Ms Botchwey co-signed the communique with Dr Peya Mushelenga, Minister of Foreign Affairs and Co-operation of Namibia, at a joint meeting and ceremony on Friday, preceded by three days of technical work by Ghanaian and Namibian senior officials and technocrats.
The mineral-rich southern African country of 2.6 million people, has recently made off-shore oil discoveries estimated to be more than 20 billion barrels, making it, potentially, the third largest oil-rich country in Africa after Libya and Nigeria, and the 15th in the world.
The two countries expressed interest in cooperating in over a dozen and half fields, including energy, mining, agriculture, health, trade, transport, education, peace-keeping, Foreign Service training, local government administration, sports and the arts.

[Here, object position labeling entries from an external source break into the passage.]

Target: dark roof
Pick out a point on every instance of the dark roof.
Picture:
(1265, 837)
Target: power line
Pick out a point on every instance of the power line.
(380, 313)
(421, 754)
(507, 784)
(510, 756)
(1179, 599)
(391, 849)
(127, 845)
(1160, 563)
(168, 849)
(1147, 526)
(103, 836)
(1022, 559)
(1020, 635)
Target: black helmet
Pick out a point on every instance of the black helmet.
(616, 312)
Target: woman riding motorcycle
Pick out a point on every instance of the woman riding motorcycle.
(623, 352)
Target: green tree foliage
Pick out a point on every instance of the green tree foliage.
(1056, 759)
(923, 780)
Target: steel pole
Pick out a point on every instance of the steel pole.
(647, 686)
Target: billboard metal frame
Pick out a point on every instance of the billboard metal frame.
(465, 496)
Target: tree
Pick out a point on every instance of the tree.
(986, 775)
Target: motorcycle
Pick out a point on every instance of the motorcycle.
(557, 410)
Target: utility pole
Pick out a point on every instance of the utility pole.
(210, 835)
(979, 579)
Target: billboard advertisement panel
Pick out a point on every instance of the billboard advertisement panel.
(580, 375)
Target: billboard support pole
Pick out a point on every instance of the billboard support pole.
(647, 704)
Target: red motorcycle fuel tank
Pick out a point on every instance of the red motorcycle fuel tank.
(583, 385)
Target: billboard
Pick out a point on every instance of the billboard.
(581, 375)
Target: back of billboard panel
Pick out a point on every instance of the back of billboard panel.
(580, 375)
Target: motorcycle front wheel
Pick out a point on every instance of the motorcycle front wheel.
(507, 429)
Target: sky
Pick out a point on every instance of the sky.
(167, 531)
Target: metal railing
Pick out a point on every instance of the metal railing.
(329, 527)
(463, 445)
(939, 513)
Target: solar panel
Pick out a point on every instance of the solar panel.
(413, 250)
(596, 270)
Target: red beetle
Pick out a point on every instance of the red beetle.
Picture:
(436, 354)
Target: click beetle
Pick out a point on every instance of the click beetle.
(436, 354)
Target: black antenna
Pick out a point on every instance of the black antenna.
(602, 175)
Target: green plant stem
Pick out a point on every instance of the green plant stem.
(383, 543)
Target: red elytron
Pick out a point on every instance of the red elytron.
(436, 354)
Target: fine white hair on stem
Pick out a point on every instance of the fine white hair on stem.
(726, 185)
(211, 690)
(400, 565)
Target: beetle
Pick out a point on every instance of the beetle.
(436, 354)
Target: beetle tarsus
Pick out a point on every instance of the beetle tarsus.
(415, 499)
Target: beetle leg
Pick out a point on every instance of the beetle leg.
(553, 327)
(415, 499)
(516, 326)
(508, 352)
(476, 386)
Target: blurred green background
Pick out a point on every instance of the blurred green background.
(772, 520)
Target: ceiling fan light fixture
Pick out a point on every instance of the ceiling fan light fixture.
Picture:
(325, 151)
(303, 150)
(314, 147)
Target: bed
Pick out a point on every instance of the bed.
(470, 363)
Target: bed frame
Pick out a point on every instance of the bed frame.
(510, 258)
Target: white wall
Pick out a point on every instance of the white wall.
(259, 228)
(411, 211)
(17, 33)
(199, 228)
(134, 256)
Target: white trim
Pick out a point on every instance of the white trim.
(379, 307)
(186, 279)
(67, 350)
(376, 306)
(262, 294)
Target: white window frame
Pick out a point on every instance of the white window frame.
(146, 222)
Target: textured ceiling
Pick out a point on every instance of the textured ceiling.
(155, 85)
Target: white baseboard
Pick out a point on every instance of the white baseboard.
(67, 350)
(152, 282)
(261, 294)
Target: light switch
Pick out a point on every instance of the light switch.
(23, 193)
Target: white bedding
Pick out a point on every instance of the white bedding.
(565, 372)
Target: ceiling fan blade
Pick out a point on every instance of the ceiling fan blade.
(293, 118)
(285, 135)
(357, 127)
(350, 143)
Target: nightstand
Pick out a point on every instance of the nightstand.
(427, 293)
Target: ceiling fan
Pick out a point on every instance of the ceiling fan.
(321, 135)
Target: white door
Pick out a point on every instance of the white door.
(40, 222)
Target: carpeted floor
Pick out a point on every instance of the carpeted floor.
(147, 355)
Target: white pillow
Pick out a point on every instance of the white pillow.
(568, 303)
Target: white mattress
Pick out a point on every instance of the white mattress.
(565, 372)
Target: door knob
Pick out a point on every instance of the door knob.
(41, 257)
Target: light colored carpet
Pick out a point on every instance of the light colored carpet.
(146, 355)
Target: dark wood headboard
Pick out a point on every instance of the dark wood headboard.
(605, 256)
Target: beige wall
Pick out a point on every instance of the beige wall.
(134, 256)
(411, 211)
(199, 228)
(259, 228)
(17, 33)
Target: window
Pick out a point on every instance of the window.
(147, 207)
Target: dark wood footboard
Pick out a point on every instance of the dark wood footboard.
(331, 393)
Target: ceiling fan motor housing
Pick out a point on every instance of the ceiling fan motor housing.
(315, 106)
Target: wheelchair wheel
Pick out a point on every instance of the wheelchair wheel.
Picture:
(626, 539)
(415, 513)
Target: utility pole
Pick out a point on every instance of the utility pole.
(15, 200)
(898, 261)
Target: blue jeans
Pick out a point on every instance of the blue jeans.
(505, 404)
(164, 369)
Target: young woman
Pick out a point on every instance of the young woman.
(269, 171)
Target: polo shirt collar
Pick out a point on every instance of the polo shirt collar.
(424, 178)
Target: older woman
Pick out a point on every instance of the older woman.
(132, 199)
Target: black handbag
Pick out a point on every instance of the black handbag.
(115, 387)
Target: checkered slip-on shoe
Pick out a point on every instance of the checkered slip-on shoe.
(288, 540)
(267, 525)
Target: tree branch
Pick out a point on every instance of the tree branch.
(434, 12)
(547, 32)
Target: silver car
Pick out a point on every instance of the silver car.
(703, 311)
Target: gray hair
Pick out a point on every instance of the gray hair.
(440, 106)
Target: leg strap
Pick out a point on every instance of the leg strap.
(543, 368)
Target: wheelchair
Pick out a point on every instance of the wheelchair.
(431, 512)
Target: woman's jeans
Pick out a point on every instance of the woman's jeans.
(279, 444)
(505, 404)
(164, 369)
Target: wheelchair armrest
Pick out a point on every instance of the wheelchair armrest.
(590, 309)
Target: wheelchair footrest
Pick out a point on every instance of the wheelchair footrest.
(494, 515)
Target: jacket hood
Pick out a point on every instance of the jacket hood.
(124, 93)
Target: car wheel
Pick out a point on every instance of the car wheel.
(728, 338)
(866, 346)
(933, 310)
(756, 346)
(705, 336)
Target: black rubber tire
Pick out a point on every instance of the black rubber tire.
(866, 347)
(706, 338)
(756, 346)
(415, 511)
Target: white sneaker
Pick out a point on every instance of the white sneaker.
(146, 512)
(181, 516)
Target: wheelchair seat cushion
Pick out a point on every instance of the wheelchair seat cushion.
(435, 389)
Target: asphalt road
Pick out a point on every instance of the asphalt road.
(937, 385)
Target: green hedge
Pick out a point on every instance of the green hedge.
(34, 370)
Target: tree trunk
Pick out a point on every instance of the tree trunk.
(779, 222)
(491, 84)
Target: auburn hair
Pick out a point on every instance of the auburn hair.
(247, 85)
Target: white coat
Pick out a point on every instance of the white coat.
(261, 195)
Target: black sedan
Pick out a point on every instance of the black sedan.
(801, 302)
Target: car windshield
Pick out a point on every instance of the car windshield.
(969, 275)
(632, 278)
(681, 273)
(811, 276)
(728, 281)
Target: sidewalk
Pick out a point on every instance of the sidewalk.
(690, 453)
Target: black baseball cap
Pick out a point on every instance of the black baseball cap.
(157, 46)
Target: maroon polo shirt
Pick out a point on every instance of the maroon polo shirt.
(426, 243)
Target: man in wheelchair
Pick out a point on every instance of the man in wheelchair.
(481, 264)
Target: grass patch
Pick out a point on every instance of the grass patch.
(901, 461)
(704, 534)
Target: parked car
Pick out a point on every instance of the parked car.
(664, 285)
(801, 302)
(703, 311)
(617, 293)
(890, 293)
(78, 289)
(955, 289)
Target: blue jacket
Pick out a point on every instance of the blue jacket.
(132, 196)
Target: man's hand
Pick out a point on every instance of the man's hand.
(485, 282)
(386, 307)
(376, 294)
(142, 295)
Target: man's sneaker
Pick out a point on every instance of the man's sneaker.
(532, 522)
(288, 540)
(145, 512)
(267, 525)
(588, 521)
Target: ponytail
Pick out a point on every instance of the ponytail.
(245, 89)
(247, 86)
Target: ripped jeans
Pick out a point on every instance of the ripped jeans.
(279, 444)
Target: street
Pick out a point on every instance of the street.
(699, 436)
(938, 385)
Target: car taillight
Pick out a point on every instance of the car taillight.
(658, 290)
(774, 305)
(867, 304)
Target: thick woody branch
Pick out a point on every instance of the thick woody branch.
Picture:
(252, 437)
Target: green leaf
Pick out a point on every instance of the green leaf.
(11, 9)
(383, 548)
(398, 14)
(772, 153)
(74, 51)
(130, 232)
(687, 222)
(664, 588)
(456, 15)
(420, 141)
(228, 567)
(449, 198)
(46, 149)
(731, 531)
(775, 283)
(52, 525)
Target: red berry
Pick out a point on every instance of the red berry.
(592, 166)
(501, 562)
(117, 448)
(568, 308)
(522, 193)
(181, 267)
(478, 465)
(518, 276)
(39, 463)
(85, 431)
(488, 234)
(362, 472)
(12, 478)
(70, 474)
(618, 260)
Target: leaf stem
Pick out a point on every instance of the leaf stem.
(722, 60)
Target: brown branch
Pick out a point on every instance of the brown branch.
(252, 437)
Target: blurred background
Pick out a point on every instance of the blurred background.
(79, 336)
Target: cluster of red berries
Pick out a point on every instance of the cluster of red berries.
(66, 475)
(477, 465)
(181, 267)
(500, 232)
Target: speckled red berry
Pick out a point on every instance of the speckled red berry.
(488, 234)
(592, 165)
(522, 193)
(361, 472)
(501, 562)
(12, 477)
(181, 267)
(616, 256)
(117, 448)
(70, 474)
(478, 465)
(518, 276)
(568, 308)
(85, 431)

Memorandums of Understanding (MoUs) were also signed between the Kofi Annan International Peace-keeping Training Centre, and the Namibian International Women’s Peace Centre to cooperate towards improving their technical capacity and for peace support operations and policy research.
An air service agreement between the two is also under consideration. Such an agreement would enable airlines from either country to fly to the other.
The two countries expressed concerns over the wars and conflicts in Sudan, eastern Democratic Republic of Congo, northern Mozambique, Gaza (Palestine-Israel), and between Ukraine and Russia, and called for them to be resolved peacefully.
They also called on the international community to “speed up efforts geared towards the attainment of the inalienable rights to self-determination for the people of Palestine and the attainment of the Two-State Solution,” according to the joint communique.
Ghana and Nambia have had an active decades-long relationship dating back to the latter’s pre-independence years. Its South-West African People’s Organization (SWAPO) fought a 22-year guerrilla war to dislodge apartheid South African occupiers from the vast former German colony and gained its independence in 1988.
Ghana became home to scores of Namibians, alongside other southern African citizens, who studied under Ghanaian government scholarship programmes in a wide array of fields, including journalism, engineering and medicine. Sam Nujoma, Namibia’s first post-independence leader, was a regular visitor to the Ghanaian capital, Accra.
Ms. Botchwey was also a guest speaker at the opening of the Swakopmund International Trade Expo (SWAITEX), organized by the Namibian Chamber of Commerce and Industry (NCCI), and attended by Presidents Nasngolo Mbumba of Namibia and Mokgweetsi Masisi of Botswana.
The next meeting of the PJCC is due to be held in two years.